Prelogar responded that it made sense in terms of that federal law because it was an attempt to ensure that hospitals treated both a pregnant woman and the fetus in an emergency medical situation.

The Biden administration has relied on EMTALA as a narrow way to challenge state-level abortion bans.

After the court overturned a constitutional right to an abortion, near-total bans on the procedure swiftly took effect in some states, including in Idaho.

Once the Republican-controlled Legislature in the state passed the Defense of Life Act, which makes it a crime to perform or assist in performing an abortion, the Biden administration sued the state in August 2022, arguing that federal law should trump the state law when the two directly conflict.

The federal law specifies that a hospital must provide care to a person with an “emergency medical condition.” For pregnant women, the law states, that means when “the absence of immediate medical attention could reasonably be expected” to jeopardize “the health of the woman or her unborn child.”

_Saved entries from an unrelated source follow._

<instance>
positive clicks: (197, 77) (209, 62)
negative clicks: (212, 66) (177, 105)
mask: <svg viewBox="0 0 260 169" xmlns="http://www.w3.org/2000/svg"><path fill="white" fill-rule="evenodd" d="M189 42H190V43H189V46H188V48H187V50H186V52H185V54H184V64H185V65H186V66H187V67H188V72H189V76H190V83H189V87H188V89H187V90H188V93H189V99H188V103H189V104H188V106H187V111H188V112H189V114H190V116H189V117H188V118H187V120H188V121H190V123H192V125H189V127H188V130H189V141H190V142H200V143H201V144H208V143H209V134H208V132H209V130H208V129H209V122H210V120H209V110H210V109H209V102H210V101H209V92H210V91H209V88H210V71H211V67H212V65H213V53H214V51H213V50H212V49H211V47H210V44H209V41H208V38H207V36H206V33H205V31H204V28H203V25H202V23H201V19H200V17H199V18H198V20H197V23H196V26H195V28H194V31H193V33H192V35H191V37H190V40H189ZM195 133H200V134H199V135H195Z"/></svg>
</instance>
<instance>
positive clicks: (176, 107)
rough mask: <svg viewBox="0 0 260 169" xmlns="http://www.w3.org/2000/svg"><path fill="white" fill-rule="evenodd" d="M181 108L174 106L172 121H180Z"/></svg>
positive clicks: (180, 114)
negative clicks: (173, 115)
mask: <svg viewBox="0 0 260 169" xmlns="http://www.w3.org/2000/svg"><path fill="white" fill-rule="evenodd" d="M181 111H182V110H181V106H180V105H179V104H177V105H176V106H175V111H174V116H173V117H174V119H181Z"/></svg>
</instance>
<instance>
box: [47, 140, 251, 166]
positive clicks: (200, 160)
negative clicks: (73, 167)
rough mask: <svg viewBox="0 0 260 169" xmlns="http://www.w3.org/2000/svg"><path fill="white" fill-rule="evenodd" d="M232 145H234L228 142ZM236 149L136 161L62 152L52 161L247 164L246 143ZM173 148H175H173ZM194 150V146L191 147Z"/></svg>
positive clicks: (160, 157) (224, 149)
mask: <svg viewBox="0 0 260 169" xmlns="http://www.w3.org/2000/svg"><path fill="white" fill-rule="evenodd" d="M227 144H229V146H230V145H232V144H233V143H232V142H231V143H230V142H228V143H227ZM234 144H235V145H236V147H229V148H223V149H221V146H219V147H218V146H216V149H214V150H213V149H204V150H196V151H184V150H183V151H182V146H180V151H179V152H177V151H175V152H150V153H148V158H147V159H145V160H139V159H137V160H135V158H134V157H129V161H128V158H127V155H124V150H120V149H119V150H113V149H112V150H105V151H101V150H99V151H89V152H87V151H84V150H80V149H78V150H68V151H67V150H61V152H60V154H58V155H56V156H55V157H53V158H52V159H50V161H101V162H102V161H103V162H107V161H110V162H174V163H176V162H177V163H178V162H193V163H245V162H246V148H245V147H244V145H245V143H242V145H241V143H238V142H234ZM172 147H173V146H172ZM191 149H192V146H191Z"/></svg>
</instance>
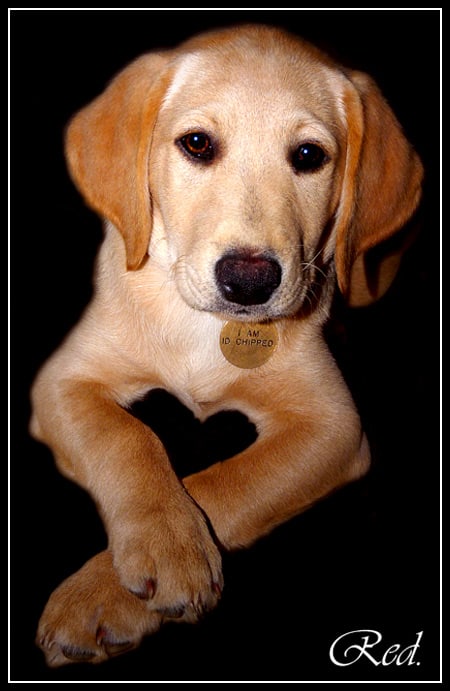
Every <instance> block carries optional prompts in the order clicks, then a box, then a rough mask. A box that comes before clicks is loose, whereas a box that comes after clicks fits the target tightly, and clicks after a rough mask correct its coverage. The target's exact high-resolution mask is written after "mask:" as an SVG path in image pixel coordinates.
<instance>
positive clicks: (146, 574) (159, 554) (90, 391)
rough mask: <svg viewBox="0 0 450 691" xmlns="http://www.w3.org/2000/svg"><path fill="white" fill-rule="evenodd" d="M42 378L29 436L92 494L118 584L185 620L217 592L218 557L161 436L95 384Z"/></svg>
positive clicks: (34, 401)
mask: <svg viewBox="0 0 450 691" xmlns="http://www.w3.org/2000/svg"><path fill="white" fill-rule="evenodd" d="M51 374H52V369H51V368H49V369H48V371H47V372H46V374H45V375H44V376H43V377H42V378H41V379H40V381H39V382H38V384H37V386H36V387H35V390H34V395H33V397H34V403H35V419H36V420H37V424H36V423H35V425H34V427H35V432H36V433H37V435H38V437H39V438H40V439H41V440H42V441H44V442H46V443H47V444H48V445H49V446H50V447H51V449H52V451H53V452H54V454H55V457H56V459H57V462H58V464H59V466H60V468H61V469H62V470H63V472H64V473H65V474H66V475H68V476H69V477H71V478H72V479H73V480H74V481H76V482H78V483H79V484H80V485H82V486H83V487H84V488H85V489H86V490H87V491H88V492H89V493H90V494H91V495H92V496H93V498H94V499H95V501H96V503H97V505H98V507H99V509H100V511H101V514H102V517H103V520H104V523H105V527H106V531H107V534H108V538H109V550H110V551H111V553H112V556H113V563H114V566H115V568H116V569H117V573H118V576H119V579H120V582H121V583H122V584H123V585H124V586H125V587H126V588H127V589H128V590H129V591H131V592H132V593H135V594H136V595H138V597H140V598H144V599H147V601H148V604H149V607H151V608H152V609H154V610H157V611H158V612H161V613H163V614H167V615H168V616H170V615H174V614H177V615H179V616H181V615H183V616H184V617H185V618H187V619H189V618H192V619H195V617H196V615H197V614H198V613H199V612H200V611H202V610H203V609H208V608H210V607H212V606H214V605H215V603H216V601H217V598H218V596H219V595H220V589H221V587H222V575H221V559H220V554H219V551H218V549H217V547H216V545H215V543H214V541H213V539H212V536H211V534H210V532H209V529H208V526H207V524H206V520H205V518H204V516H203V514H202V512H201V511H200V510H199V509H198V507H197V506H196V505H195V503H194V502H193V501H192V499H191V498H190V496H189V495H188V493H187V492H186V491H185V489H184V488H183V486H182V484H181V483H180V482H179V480H178V478H177V477H176V475H175V473H174V472H173V470H172V468H171V465H170V463H169V460H168V458H167V455H166V452H165V450H164V448H163V446H162V444H161V442H160V441H159V439H158V438H157V437H156V435H155V434H154V433H153V432H152V431H151V430H150V429H149V428H148V427H146V426H145V425H143V424H142V423H141V422H139V421H138V420H137V419H136V418H134V417H133V416H131V415H130V414H129V413H128V412H127V411H126V410H124V409H123V408H122V407H120V406H119V405H118V404H117V403H116V401H115V400H114V399H113V397H112V394H111V392H110V391H109V390H107V389H106V388H105V387H103V386H101V385H99V384H97V383H93V382H87V381H84V382H83V381H80V380H76V381H75V380H72V381H67V380H66V381H61V380H59V381H58V382H56V383H54V380H53V378H52V376H51Z"/></svg>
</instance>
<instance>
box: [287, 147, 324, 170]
mask: <svg viewBox="0 0 450 691" xmlns="http://www.w3.org/2000/svg"><path fill="white" fill-rule="evenodd" d="M327 161H328V157H327V155H326V153H325V151H324V150H323V149H322V148H321V147H320V146H319V145H318V144H313V143H312V142H306V143H305V144H300V146H299V147H298V148H297V149H295V151H294V153H293V155H292V165H293V166H294V168H295V170H296V171H297V172H298V173H310V172H313V171H314V170H318V169H319V168H321V167H322V166H323V165H324V163H326V162H327Z"/></svg>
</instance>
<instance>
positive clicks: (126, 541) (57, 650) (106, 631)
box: [36, 522, 223, 667]
mask: <svg viewBox="0 0 450 691" xmlns="http://www.w3.org/2000/svg"><path fill="white" fill-rule="evenodd" d="M199 526H200V532H203V530H206V531H207V529H206V525H205V526H204V528H203V526H202V523H201V522H200V523H199ZM181 532H183V531H181ZM121 533H122V535H123V534H124V531H123V530H122V531H121ZM125 534H126V531H125ZM151 535H153V537H154V536H155V535H156V533H155V532H154V531H152V532H150V531H149V533H148V536H146V537H147V538H149V539H143V538H144V536H143V535H142V534H140V536H139V539H137V538H136V537H134V538H129V539H125V538H122V540H121V541H117V540H116V543H117V550H116V549H115V550H114V555H115V558H114V559H113V552H112V551H108V550H107V551H104V552H101V553H100V554H97V555H96V556H95V557H93V558H92V559H90V560H89V561H88V562H86V564H84V566H83V567H82V568H81V569H80V570H79V571H77V572H76V573H74V574H73V575H72V576H70V577H69V578H67V579H66V580H65V581H64V582H63V583H62V584H61V585H60V586H59V587H58V588H57V589H56V590H55V591H54V592H53V593H52V595H51V597H50V599H49V601H48V603H47V605H46V607H45V609H44V612H43V614H42V617H41V620H40V622H39V627H38V633H37V638H36V642H37V644H38V646H39V647H40V648H41V649H42V651H43V652H44V655H45V658H46V662H47V664H48V665H49V666H50V667H58V666H60V665H64V664H68V663H70V662H91V663H98V662H102V661H104V660H107V659H108V658H110V657H113V656H115V655H119V654H121V653H124V652H127V651H128V650H131V649H133V648H136V647H137V646H138V645H139V644H140V642H141V640H142V638H143V637H144V636H146V635H148V634H151V633H154V632H155V631H157V630H158V629H159V627H160V626H161V625H162V624H163V623H164V622H165V621H168V620H173V619H177V620H179V621H186V622H190V623H193V622H195V621H197V620H198V619H199V617H200V616H201V615H202V614H203V613H204V612H206V611H208V610H210V609H212V608H213V607H215V605H216V604H217V602H218V600H219V598H220V595H221V591H222V587H223V578H222V572H221V558H220V554H219V551H218V549H217V548H216V546H215V544H214V542H213V540H212V538H211V537H210V535H209V533H207V532H206V533H204V534H203V535H202V539H201V540H189V539H187V538H186V539H185V540H178V542H177V545H176V548H175V545H174V544H173V540H171V539H170V537H171V536H170V531H169V534H166V535H165V536H164V538H163V539H161V534H160V536H159V539H158V540H156V539H153V540H152V539H150V537H151ZM163 535H164V533H163ZM196 537H197V536H196Z"/></svg>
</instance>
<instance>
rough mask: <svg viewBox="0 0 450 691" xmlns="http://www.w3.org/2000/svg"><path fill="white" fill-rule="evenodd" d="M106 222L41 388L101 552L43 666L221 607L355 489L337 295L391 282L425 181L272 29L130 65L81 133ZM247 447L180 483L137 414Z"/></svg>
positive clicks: (73, 586)
mask: <svg viewBox="0 0 450 691" xmlns="http://www.w3.org/2000/svg"><path fill="white" fill-rule="evenodd" d="M66 146H67V160H68V165H69V169H70V172H71V175H72V177H73V180H74V182H75V184H76V185H77V187H78V189H79V190H80V192H81V193H82V195H83V196H84V198H85V200H86V201H87V203H88V204H89V205H90V206H91V207H92V208H93V209H95V210H96V211H97V212H98V213H99V215H100V216H101V217H102V218H103V220H104V229H105V234H104V241H103V243H102V246H101V248H100V251H99V256H98V263H97V269H96V279H95V293H94V297H93V299H92V301H91V303H90V305H89V307H88V308H87V310H86V312H85V314H84V315H83V317H82V319H81V321H80V322H79V323H78V325H77V326H76V327H75V328H74V329H73V331H72V332H71V333H70V334H69V336H68V338H67V339H66V341H65V342H64V344H63V345H62V346H61V347H60V348H59V350H57V352H56V353H55V354H54V355H53V356H52V357H51V358H50V360H49V361H48V362H47V363H46V364H45V365H44V367H43V368H42V370H41V371H40V373H39V374H38V376H37V379H36V382H35V384H34V386H33V390H32V401H33V416H32V422H31V429H32V433H33V435H34V436H35V437H36V439H38V440H40V441H42V442H44V443H45V444H47V445H48V446H49V447H50V448H51V450H52V452H53V453H54V456H55V459H56V462H57V465H58V467H59V469H60V471H61V472H62V473H63V474H64V475H66V476H67V477H69V478H70V479H72V480H73V481H75V482H77V483H79V484H80V485H81V486H82V487H83V488H85V489H86V490H87V491H88V492H89V493H90V494H91V495H92V497H93V498H94V500H95V502H96V504H97V506H98V507H99V511H100V513H101V516H102V519H103V521H104V524H105V528H106V531H107V534H108V541H109V542H108V549H107V550H106V551H105V552H103V553H101V554H99V555H97V556H95V557H93V558H92V559H91V560H90V561H88V562H87V563H86V564H85V565H84V566H83V567H82V568H81V569H80V571H78V572H77V573H75V574H74V575H72V576H71V577H70V578H68V579H67V580H66V581H64V583H63V584H62V585H61V586H60V587H59V588H57V589H56V591H55V592H54V593H53V594H52V595H51V597H50V600H49V602H48V604H47V606H46V608H45V611H44V613H43V615H42V618H41V621H40V624H39V631H38V636H37V642H38V645H39V646H40V647H41V648H42V650H43V652H44V653H45V656H46V660H47V663H48V664H49V665H50V666H57V665H61V664H65V663H68V662H72V661H83V662H85V661H88V660H90V661H92V662H100V661H102V660H105V659H107V658H108V657H109V656H111V655H115V654H117V653H120V652H124V651H126V650H129V649H130V648H133V647H135V646H137V645H138V644H139V642H140V641H141V639H142V637H143V636H144V635H146V634H149V633H152V632H154V631H156V630H157V629H158V628H159V627H160V626H161V624H162V623H164V622H165V621H166V620H171V619H174V618H177V619H179V620H182V621H188V622H194V621H196V620H197V618H198V617H199V616H200V615H201V614H202V613H203V612H205V611H207V610H209V609H211V608H213V607H214V606H215V605H216V604H217V602H218V600H219V598H220V595H221V591H222V588H223V578H222V572H221V557H220V551H221V550H233V549H237V548H242V547H246V546H248V545H250V544H252V543H253V542H254V541H255V540H257V539H258V538H259V537H261V536H262V535H265V534H267V533H268V532H269V531H271V530H272V529H273V528H275V527H276V526H277V525H279V524H281V523H282V522H283V521H287V520H289V519H290V518H291V517H293V516H295V515H296V514H299V513H300V512H302V511H304V510H305V509H306V508H308V507H309V506H311V505H312V504H313V503H314V502H316V501H317V500H319V499H320V498H323V497H325V496H326V495H327V494H329V493H330V492H331V491H332V490H334V489H336V488H338V487H340V486H342V485H344V484H345V483H348V482H351V481H353V480H356V479H357V478H360V477H361V476H362V475H363V474H364V473H365V472H366V471H367V469H368V467H369V462H370V454H369V448H368V443H367V440H366V437H365V435H364V432H363V430H362V429H361V423H360V419H359V416H358V413H357V410H356V408H355V405H354V403H353V400H352V398H351V395H350V393H349V391H348V390H347V388H346V386H345V384H344V381H343V378H342V376H341V374H340V372H339V370H338V369H337V367H336V364H335V362H334V360H333V358H332V356H331V354H330V353H329V351H328V349H327V347H326V345H325V342H324V340H323V336H322V331H323V327H324V324H325V322H326V320H327V319H328V317H329V314H330V307H331V301H332V298H333V294H334V292H335V289H336V288H337V289H338V290H340V291H341V293H342V294H343V296H344V297H345V298H346V300H347V301H348V303H349V304H350V305H357V306H362V305H367V304H369V303H370V302H372V301H373V300H376V299H377V298H379V297H380V296H381V295H382V294H383V293H384V292H385V291H386V290H387V288H388V287H389V285H390V283H391V281H392V280H393V278H394V275H395V272H396V270H397V268H398V265H399V262H400V257H401V245H400V244H398V245H397V246H395V245H393V246H391V240H392V237H393V236H394V235H396V234H397V231H399V230H400V229H402V228H403V226H404V225H405V224H406V222H407V221H408V220H409V219H410V217H411V216H412V215H413V213H414V211H415V209H416V207H417V205H418V203H419V199H420V194H421V181H422V166H421V163H420V161H419V158H418V156H417V155H416V153H415V152H414V150H413V149H412V147H411V146H410V144H409V143H408V142H407V141H406V139H405V137H404V135H403V134H402V131H401V128H400V126H399V124H398V122H397V121H396V119H395V117H394V114H393V113H392V111H391V109H390V108H389V106H388V105H387V103H386V102H385V100H384V99H383V97H382V95H381V94H380V92H379V90H378V88H377V87H376V85H375V84H374V82H373V81H372V80H371V79H370V78H369V77H368V76H366V75H364V74H362V73H359V72H354V71H350V70H347V69H343V68H342V67H340V66H338V65H336V64H335V63H334V62H333V61H332V60H330V59H329V58H328V57H327V56H325V55H323V54H322V53H321V52H319V51H318V50H316V49H315V48H314V47H312V46H310V45H308V44H307V43H305V42H304V41H302V40H299V39H298V38H295V37H292V36H290V35H287V34H285V33H283V32H281V31H279V30H277V29H272V28H268V27H263V26H242V27H238V28H233V29H226V30H223V31H217V32H212V33H208V34H205V35H201V36H199V37H195V38H193V39H191V40H189V41H187V42H186V43H184V44H183V45H182V46H181V47H179V48H176V49H174V50H168V51H162V52H155V53H150V54H148V55H144V56H143V57H141V58H139V59H137V60H136V61H135V62H133V63H132V64H130V65H129V66H128V67H126V68H125V69H124V70H123V71H122V72H121V73H120V74H119V75H118V76H117V77H116V78H115V79H113V81H112V82H111V83H110V85H109V86H108V88H107V89H106V90H105V91H104V93H103V94H101V95H100V96H99V97H98V98H97V99H96V100H95V101H94V102H93V103H91V104H90V105H88V106H87V107H85V108H84V109H83V110H82V111H81V112H79V113H78V114H77V115H76V116H75V117H74V119H73V120H72V121H71V123H70V124H69V127H68V130H67V140H66ZM156 388H162V389H165V390H167V391H168V392H170V393H171V394H174V395H175V396H176V397H177V398H178V399H179V400H180V401H181V402H182V403H184V404H185V405H186V406H188V408H190V410H191V411H193V413H194V414H195V416H196V417H197V418H199V419H200V420H205V419H206V418H208V417H209V416H211V415H213V414H214V413H216V412H218V411H224V410H239V411H241V412H242V413H244V414H245V415H246V416H247V417H248V418H249V420H251V421H252V422H253V423H254V425H255V426H256V430H257V434H258V436H257V440H256V441H255V442H254V443H253V444H251V445H250V446H249V447H248V448H247V449H246V450H244V451H242V452H240V453H238V454H237V455H235V456H233V457H232V458H229V459H228V460H226V461H224V462H220V463H215V464H214V465H212V466H211V467H209V468H207V469H205V470H202V471H201V472H198V473H195V474H192V475H190V476H188V477H183V478H180V477H177V476H176V474H175V472H174V470H173V469H172V467H171V465H170V462H169V460H168V456H167V454H166V451H165V449H164V447H163V445H162V443H161V442H160V440H159V439H158V437H157V436H156V435H155V433H154V432H153V431H152V430H151V429H150V428H149V427H147V426H146V425H144V424H143V423H142V422H140V421H139V420H137V419H136V418H135V417H133V416H132V415H131V414H130V413H129V408H130V407H131V406H132V404H133V403H135V402H136V401H139V400H140V399H142V398H143V397H145V396H146V394H147V393H148V392H149V391H151V390H152V389H156Z"/></svg>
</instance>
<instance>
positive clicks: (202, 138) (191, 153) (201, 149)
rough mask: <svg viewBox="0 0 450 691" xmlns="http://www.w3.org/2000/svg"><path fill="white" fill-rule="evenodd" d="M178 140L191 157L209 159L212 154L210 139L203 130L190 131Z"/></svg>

If a hospital breaks the federal law, it can be sued and potentially lose Medicare funding. The federal law also includes a provision that it will not preempt a state or local law unless “the requirement directly conflicts with” it.

But the state law imposes a prison sentence of up to five years if it is violated and can lead to the loss of a doctor’s medical license.

A federal trial judge temporarily blocked the state’s ban. Last fall, a three-judge panel from the 9th U.S. Circuit Court of Appeals put the ruling on hold and reinstated the ban. But that decision was ultimately overridden by an 11-member panel of the appeals court, which temporarily blocked Idaho’s law as the appeal continued.

Outside the Supreme Court on Wednesday, demonstrators gathered at competing rallies.

Mylissa Farmer, 43, who said she was denied an abortion in Missouri and Kansas after her water broke at 17 weeks, spoke in support of the federal law’s protections.

“I just don’t want anyone else to go through what I did,” Farmer said. “That’s why I’m speaking out, because it’s so wrong, and I don’t see any kind of light.”

Just steps away, about a dozen anti-abortion demonstrators raised signs that read “Abortion betrays women” and “Emergency rooms are not abortion clinics.”

“What this law would do is it essentially make our hospitals and emergency rooms abortion clinics,” Bethany Janzen, 30, the founder of an anti-abortion group, said of the federal law. “And that’s a problem.”